Skin Cancers
Staging
Determining the type of skin cancer you have and its extent will be your doctor’s main priority. This information is used to create a treatment plan designed for you. First, your doctor will start with diagnostic tests to learn as much as possible about your cancer and determine how to stage it.
These tests will include a complete medical history, a physical exam and a skin biopsy (see page 4). This information will be documented in a pathology report along with a description of cells and tissues made by the pathologist examining a biopsy sample. Sometimes, imaging tests are also performed.

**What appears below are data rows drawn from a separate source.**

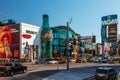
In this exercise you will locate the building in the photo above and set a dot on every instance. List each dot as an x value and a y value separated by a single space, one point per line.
19 41
59 40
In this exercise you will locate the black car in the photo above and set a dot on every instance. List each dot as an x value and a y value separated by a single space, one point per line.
11 68
105 73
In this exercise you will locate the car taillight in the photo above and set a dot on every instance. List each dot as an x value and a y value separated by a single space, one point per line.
6 69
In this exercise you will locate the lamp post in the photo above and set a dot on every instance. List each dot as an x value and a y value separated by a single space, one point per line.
68 43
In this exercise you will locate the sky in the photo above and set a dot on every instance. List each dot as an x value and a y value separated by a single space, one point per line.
86 14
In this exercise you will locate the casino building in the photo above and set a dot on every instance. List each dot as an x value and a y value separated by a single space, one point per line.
19 41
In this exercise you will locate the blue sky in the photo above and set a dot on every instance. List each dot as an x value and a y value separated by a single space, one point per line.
86 14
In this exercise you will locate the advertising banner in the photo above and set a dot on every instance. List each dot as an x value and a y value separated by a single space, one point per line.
112 33
110 20
9 41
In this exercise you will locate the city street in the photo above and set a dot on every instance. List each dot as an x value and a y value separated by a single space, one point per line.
78 71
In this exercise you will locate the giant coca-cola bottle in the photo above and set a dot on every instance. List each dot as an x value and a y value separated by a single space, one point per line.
46 38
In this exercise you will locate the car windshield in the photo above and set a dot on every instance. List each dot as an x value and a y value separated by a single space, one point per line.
101 71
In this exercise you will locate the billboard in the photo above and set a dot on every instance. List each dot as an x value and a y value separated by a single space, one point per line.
109 21
112 33
9 41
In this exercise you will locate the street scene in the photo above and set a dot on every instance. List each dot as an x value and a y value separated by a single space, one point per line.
59 40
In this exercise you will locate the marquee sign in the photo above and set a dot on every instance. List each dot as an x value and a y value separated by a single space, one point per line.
109 28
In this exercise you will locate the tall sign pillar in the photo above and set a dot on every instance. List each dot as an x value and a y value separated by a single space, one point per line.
46 38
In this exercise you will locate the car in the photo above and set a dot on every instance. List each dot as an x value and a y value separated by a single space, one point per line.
10 68
96 60
105 73
72 60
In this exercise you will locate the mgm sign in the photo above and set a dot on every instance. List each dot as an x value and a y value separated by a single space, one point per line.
109 28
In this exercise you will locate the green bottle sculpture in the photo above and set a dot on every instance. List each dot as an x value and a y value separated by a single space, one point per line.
46 38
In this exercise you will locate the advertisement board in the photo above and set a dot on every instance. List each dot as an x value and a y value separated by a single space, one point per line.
9 41
112 33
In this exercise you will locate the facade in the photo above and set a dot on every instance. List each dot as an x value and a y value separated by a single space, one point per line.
19 41
59 40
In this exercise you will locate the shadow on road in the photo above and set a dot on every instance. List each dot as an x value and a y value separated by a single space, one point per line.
38 75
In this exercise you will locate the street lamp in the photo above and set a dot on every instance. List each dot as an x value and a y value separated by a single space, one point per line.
68 43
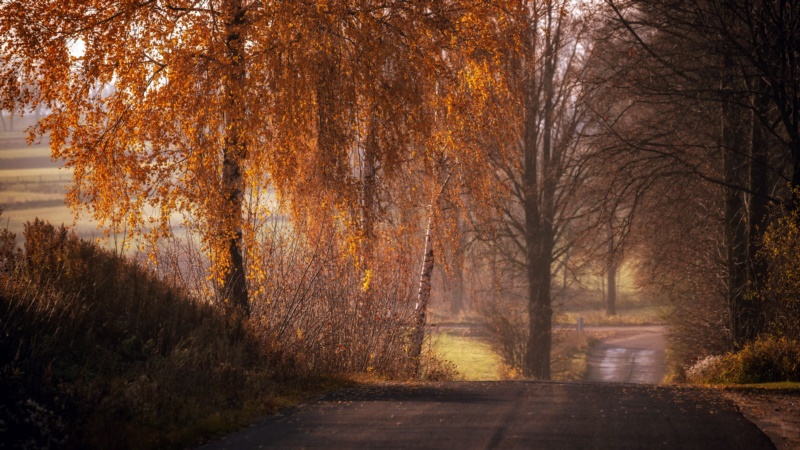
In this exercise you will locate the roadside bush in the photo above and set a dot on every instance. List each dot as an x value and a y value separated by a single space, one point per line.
507 322
97 352
764 360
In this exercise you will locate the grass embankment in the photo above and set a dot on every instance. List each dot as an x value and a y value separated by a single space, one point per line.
475 360
630 316
766 361
472 357
96 352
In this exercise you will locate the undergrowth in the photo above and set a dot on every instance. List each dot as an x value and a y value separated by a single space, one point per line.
768 359
97 351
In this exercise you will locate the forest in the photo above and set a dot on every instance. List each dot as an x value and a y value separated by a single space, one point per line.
295 183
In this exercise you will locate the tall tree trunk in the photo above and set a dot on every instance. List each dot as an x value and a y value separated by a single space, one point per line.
734 144
611 299
423 297
234 154
368 195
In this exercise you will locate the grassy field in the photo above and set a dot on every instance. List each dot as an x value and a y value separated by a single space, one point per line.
643 315
473 357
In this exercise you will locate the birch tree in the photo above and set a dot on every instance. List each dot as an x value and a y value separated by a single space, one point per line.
163 107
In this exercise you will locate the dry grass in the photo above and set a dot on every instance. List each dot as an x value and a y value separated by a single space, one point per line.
92 342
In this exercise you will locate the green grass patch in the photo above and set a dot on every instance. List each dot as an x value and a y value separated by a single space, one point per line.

Initial tests will also determine whether your skin cancer is cutaneous squamous cell carcinoma (cSCC), basal cell carcinoma (BCC) or Merkel cell carcinoma (MCC). This is important because knowing the type of cell in which the cancer started in helps your doctor stage and better treat your cancer. Understanding the cancer’s stage is also critical to identifying clinical trials that may be appropriate for your treatment plan.
The Staging Process
Non-melanoma skin cancers are staged using the TNM system developed by the American Joint Committee on Cancer (AJCC). This system classifies the cancer by tumor (T), node (N) and metastasis (M). The T category describes the size and location of the primary tumor in the skin. The N category indicates whether the lymph nodes show evidence of cancer cells. The number and location of these lymph nodes are important because they show how far the disease has spread. The M category describes metastasis (spread of cancer to another part of the body), if any. Once the cancer is classified, an overall stage is assigned.
All three skin cancers are staged with AJCC, but cSCC and BCC include a risk classification, which defines the likelihood that they will return. That risk is determined from the information on the pathology report and will be considered as your doctor determines treatment for cSCC or BCC.
The risk groups for cSCC have three categories:
- Low-risk cSCC does not have any of the features in the high-risk and very high-risk categories.
- High-risk cSCC has an increased risk of coming back but does not have any of the characteristics of very high-risk cSCC. For this category, the tumor is more than 2 cm but no more than 4 cm across, it is a recurrent tumor that has been treated once before, it grows quickly, it is in a location that is a chronic wound or was previously treated with radiation, it is 2 to 6 mm deep or cancer cells have invaded small nerves in or near the tumor. cSCC tumors on the lip or ear are also considered high-risk as they have a higher chance of spreading compared to tumors on other sites.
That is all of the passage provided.